La paz social que vive la República Checa la pueden envidiar muchos países de Europa Occidental. No obstante, los expertos advierten que últimamente los sindicatos checos han empezado a levantar nuevamente su voz.

"No es de extrañar que las uniones sindicales hayan puesto su grito al cielo. Ya que en los últimos años el desempleo ha crecido en el país y todo parece indicar que el oficialismo no tiene la solución".

Ese fue el mensaje unísono de las uniones sindicales que no ocultan su malestar por la inflación, que provoca un alto costo de la vida y hay regiones del país que no logran recuperarse tras el cierre de importantes fábricas.

¡Queremos más dinero! Es una de las consignas que se escucharon con frecuencia en el último tiempo. Los empleados piden mejoras salariales y los desempleados nuevos puestos de trabajo.

La tripartita, integrada por la patronal, los sindicatos y el Gobierno, tiene muchos casos pendientes. Por el momento se han puesto siempre de acuerdo, pero la tensión social crece.

Una de las mayores amenazas de desobediencia social la protagonizaron los conductores de tranvías que anunciaron una convocatoria de huelga en caso de que la empresa Transporte Checo no les aumentara los salarios.

"En caso de que el alcalde de Praga no cumpla lo prometido, los conductores de tranvías irán a huelga. Y será una huelga de mayores dimensiones a la planeada inicialmente" esa fue la amenaza expresada a principios de enero por Antonín Dub, presidente de la Federación de conductores de tranvías.

La huelga no tuvo lugar, ya que ambas partes llegaron entonces a un acuerdo. El alcalde mayor de Praga, Pavel Bém, dio como fecha tope el último día del mes en curso.

"El 31 de enero se darán a conocer los resultados del estudio que ha demostrar en qué medida se han de aumentar los salarios y cual será la diferenciación entre las diferentes profesiones del sector".

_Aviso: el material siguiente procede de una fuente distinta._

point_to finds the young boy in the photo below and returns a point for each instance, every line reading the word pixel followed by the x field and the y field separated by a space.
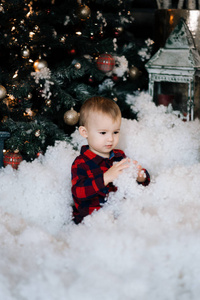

El presidente de la Confederación Checomorava de Uniones Sindicales, Milan Stech, sostiene que las negociaciones entre la patronal y los sindicatos son cada vez más difíciles y complicadas.

"Muchas empresas argumentan que se encuentran en una situación económica peor a la del año pasado. No obstante, todos los índices demuestran que la productividad del trabajo y las ganancias aumentan" señaló Stech.

Una situación muy tensa registra actualmente la factoría de automóviles Skoda. Los empleados respaldados por los sindicatos exigen un aumento salarial del 10,5 por ciento, mientras que la empresa está dispuesta a aprobar un aumento para este años del tres por ciento y del 3,5 por ciento para el año entrante.

La situación ha empezado a complicarse tanto entre sindicatos y patronal, que los sindicalistas optaron por los servicios de un mediador. Se trata del antiguo diputado Ivan Fiser, quien medió la venta de la factoría checa de automóviles Skoda al consorcio alemán Volkswagen.

La tensión crece también en el sector siderúrgico. Según explicara el líder sindical del sector, Milan Malachovský, las cosas han llegado tan lejos que aparte de la lucha por mejoras salariales también se discute por el respeto de garantías sociales, por jornadas de trabajo más cortas y poner coto a los despidos.

Sin planear escenarios catastróficos, los sindicalistas pronostican un invierno muy caliente en caso de que no se llegue a un acuerdo satisfactorio con la patronal en diferentes sectores de la industria.